Cumulative sum with decay factor

Hello,

I need to have following operation:

y[i] = w * \sum_{j=1}^{i} x[j] + x[i]

Which is equivalent to torch.cumsum() if w := 1. However, in cases where we need to decay the summation by having 0 < w < 1, cumsum() won’t work. Any suggestions about how to go ahead in solving this problem?

Thanks,
Ahmed

Hello Ahmed!

As written, this doesn’t actually have a decay factor. (Each value of
y only has at most a single power of w.)

I think you mean to write something like

y[i] = w * y[i - 1] + x[i]

You can get what (I think) you want by pre-multiplying x with powers
of the weight, and then using cumsum(), all using pytorch tensor
operations, and no explicit loops.

Here is a (pytorch version 0.3.0) demonstration script:

import torch
torch.__version__

# weighted cumulative sum with tensor operations
def wtCumSum (vector, wt):
    wts = wt**((len (vector) - 1.0) - torch.FloatTensor (range (len (vector))))
    return torch.cumsum (wts * vector, dim = 0) / wts

torch.manual_seed (2020)

vector = torch.randn (10,)
wt = 0.5

wcs = wtCumSum (vector, wt)

vector
wt
wcs

# check against non-tensor iterative calculation
wcs2 = []
wcs2.append (vector[0])
for  i in range (len(vector) - 1):
    wcs2.append (wt * wcs2[i] + vector[i+1])

wcs2

wcs - torch.FloatTensor (wcs2)

And here is the output:

>>> import torch
>>> torch.__version__
'0.3.0b0+591e73e'
>>>
>>> # weighted cumulative sum with tensor operations
... def wtCumSum (vector, wt):
...     wts = wt**((len (vector) - 1.0) - torch.FloatTensor (range (len (vector))))
...     return torch.cumsum (wts * vector, dim = 0) / wts
...
>>> torch.manual_seed (2020)
<torch._C.Generator object at 0x000001BEE6816630>
>>>
>>> vector = torch.randn (10,)
>>> wt = 0.5
>>>
>>> wcs = wtCumSum (vector, wt)
>>>
>>> vector

 1.2372
-0.9604
 1.5415
-0.4079
 0.8806
 0.0529
 0.0751
 0.4777
-0.6759
-2.1489
[torch.FloatTensor of size 10]

>>> wt
0.5
>>> wcs

 1.2372
-0.3418
 1.3706
 0.2775
 1.0193
 0.5626
 0.3564
 0.6559
-0.3480
-2.3229
[torch.FloatTensor of size 10]

>>>
>>> # check against non-tensor iterative calculation
... wcs2 = []
>>> wcs2.append (vector[0])
>>> for  i in range (len(vector) - 1):
...     wcs2.append (wt * wcs2[i] + vector[i+1])
...
>>> wcs2
[1.2372283935546875, -0.34178459644317627, 1.370636761188507, 0.2774530053138733, 1.0193056166172028, 0.5625850260257721, 0.3564097583293915, 0.6558640152215958, -0.34795021265745163, -2.3229051791131496]
>>>
>>> wcs - torch.FloatTensor (wcs2)

 0
 0
 0
 0
 0
 0
 0
 0
 0
 0
[torch.FloatTensor of size 10]

Please note that this illustrates the idea, but is written only for a
one-dimensional vector.

Also note that if wt differs much from one and vector is rather
long, then the powers of wt will underflow to zero, and you will
get 0 / 0 nans in the result of this version.

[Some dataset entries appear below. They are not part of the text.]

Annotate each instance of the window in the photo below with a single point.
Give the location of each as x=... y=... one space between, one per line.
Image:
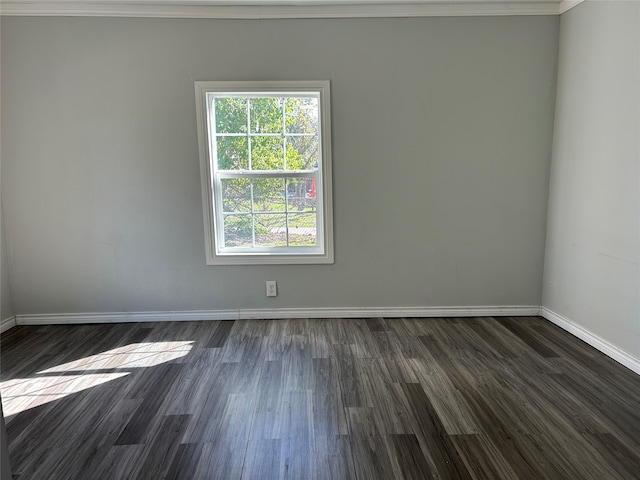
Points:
x=265 y=157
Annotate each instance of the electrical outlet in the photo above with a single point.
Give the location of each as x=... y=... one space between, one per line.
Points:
x=272 y=288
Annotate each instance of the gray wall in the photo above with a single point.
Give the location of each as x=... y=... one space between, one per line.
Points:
x=442 y=133
x=6 y=304
x=591 y=269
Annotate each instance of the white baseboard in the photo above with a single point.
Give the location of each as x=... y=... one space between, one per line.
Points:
x=346 y=312
x=7 y=323
x=570 y=326
x=592 y=339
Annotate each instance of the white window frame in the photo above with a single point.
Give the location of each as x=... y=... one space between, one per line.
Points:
x=216 y=253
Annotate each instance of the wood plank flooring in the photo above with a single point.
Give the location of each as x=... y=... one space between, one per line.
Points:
x=403 y=398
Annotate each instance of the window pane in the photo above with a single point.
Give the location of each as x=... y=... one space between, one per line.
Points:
x=271 y=230
x=236 y=195
x=233 y=153
x=302 y=229
x=301 y=194
x=266 y=115
x=237 y=230
x=267 y=153
x=301 y=115
x=268 y=195
x=231 y=115
x=302 y=153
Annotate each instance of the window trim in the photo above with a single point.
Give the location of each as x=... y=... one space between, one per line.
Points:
x=293 y=255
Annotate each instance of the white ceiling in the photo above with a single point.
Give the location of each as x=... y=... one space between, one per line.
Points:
x=282 y=8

So for real work, you should write out the loop with the conventional
iterative formula, losing autograd and the performance benefit of
tensor operations (or implement a tensor version of weighted
cumsum()).

Best.

K. Frank

1 Like

Thanks for your response.

1. Factoring out decay factor:

So yes in principle the idea is correct to implement weighted cumulative sum as:

y[i] = (y[i-1] + x[i]/(w^i)) / w^i

But the array is rather long so can have a loss of precision.

2. For loops:
The second way of using for loops is also viable but I have to see if there are much performance drop (I do not need backpropagation anyway).

3. Implement tensor version:
Have never done this before, but would like to give it a try. Can you recommend how to give it a shot?

Thanks!

Hello Ahmed!

Since you don’t need your weighted cumulative sum for
backpropagation, I assume that you are using it for neither
training nor inference.

As such, any loss of performance shouldn’t matter much to
your overall workflow, so I wouldn’t worry about it.

Good luck!

K. Frank

Hello,

Half of your assumption is wrong :stuck_out_tongue: I use it during inference.

Thanks,
Ahmed

Check out a package I made for this purpose: GitHub - toshas/torch-discounted-cumsum: Fast Discounted Cumulative Sums in PyTorch

Just set up a neet little function based on the above idea - and also reversing the direction of the cumsum, as is typical in most RL applications:

def discount_cumsum(vector, discount, device='cpu'): 
    wts = discount**torch.arange(len(vector), dtype = torch.float64, device=device) # pre-compute all discounts
    x = wts*vector # weighted vector
    cum_sum = torch.cumsum(x, dim=0) #forward cumsum
    re_cum_sum = x - cum_sum + cum_sum[-1:] #reversed cumsum
    return re_cum_sum/wts

As mentioned above, beware of precision issues when vectors get long and decay factors go to zero. Also note that the method for reversed cumsum here is faster than using torch.flip

1 Like